# Pipeline for ORCA-CLEAN Deep Denoizing Network

**Requirements** - In order to run this notebook, you will need:
- A basic understanding of Machine Learning
- An Azure account with an active subscription - [Create an account for free](https://azure.microsoft.com/free/?WT.mc_id=A261C142F)
- An Azure ML workspace with computer cluster - [Configure workspace](../../configuration.ipynb)
- A python environment
- Installed Azure Machine Learning Python SDK v2 - [install instructions](../../../README.md) - check the getting started section

# 1. Connect to Azure Machine Learning Workspace

The [workspace](https://docs.microsoft.com/en-us/azure/machine-learning/concept-workspace) is the top-level resource for Azure Machine Learning, providing a centralized place to work with all the artifacts you create when you use Azure Machine Learning.
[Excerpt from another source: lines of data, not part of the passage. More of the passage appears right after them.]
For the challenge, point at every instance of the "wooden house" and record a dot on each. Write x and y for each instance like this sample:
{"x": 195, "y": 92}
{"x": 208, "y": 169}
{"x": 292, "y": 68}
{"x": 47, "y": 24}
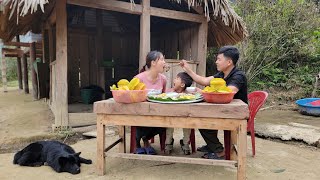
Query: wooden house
{"x": 98, "y": 42}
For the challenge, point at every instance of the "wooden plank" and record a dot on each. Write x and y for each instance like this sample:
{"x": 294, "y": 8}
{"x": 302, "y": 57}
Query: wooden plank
{"x": 34, "y": 78}
{"x": 99, "y": 48}
{"x": 22, "y": 44}
{"x": 122, "y": 135}
{"x": 173, "y": 159}
{"x": 92, "y": 60}
{"x": 194, "y": 42}
{"x": 51, "y": 44}
{"x": 19, "y": 70}
{"x": 144, "y": 33}
{"x": 242, "y": 151}
{"x": 61, "y": 115}
{"x": 73, "y": 67}
{"x": 100, "y": 146}
{"x": 202, "y": 48}
{"x": 113, "y": 144}
{"x": 110, "y": 5}
{"x": 236, "y": 109}
{"x": 52, "y": 19}
{"x": 4, "y": 73}
{"x": 82, "y": 119}
{"x": 84, "y": 61}
{"x": 234, "y": 142}
{"x": 171, "y": 14}
{"x": 17, "y": 51}
{"x": 174, "y": 122}
{"x": 25, "y": 74}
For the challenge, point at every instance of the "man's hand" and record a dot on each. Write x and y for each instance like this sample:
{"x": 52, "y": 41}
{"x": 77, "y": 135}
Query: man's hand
{"x": 185, "y": 66}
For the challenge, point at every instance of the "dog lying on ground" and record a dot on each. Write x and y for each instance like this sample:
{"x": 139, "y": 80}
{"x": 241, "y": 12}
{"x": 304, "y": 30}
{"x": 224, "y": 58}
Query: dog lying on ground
{"x": 61, "y": 157}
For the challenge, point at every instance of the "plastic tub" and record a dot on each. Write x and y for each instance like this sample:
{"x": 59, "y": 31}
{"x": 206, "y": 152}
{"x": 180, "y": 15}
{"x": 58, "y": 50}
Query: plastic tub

In this section we will connect to the workspace in which the job will be run.

## 1.1 Import the required libraries and settings

In [1]:
import datetime

from azure.identity import DefaultAzureCredential, InteractiveBrowserCredential, EnvironmentCredential, AzureCliCredential

from azure.ai.ml import MLClient, Input, Output
from azure.ai.ml.dsl import pipeline
from azure.ai.ml import load_component
from azure.ai.ml.entities import AmlCompute, Environment, Model, Data
from azure.ai.ml.constants import AssetTypes
import os

In [16]:
run_training_pipeline = False # set to false you only want to register the existing model and create an endpoint for the inference

## 1.2 Configure credential

We are using `DefaultAzureCredential` to get access to workspace. 
`DefaultAzureCredential` should be capable of handling most Azure SDK authentication scenarios. 
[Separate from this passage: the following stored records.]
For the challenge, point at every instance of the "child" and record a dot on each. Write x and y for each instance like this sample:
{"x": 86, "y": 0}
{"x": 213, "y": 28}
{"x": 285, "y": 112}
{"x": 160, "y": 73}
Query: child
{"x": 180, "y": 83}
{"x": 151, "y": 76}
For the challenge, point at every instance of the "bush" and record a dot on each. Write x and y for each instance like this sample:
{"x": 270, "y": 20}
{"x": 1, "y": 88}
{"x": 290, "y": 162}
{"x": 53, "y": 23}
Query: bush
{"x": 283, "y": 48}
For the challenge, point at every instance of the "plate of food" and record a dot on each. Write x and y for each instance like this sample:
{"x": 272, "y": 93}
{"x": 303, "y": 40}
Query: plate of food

Reference for more available credentials if it does not work for you: [configure credential example](../../configuration.ipynb), [azure-identity reference doc](https://docs.microsoft.com/en-us/python/api/azure-identity/azure.identity?view=azure-python).

In [2]:
try:
    credential = DefaultAzureCredential()
    # Check if given credential can get token successfully.
    credential.get_token("https://management.azure.com/.default")
except Exception as ex:
    # Fall back to InteractiveBrowserCredential in case DefaultAzureCredential not work
    credential = InteractiveBrowserCredential(tenant_id="<YOUR TENANT ID>")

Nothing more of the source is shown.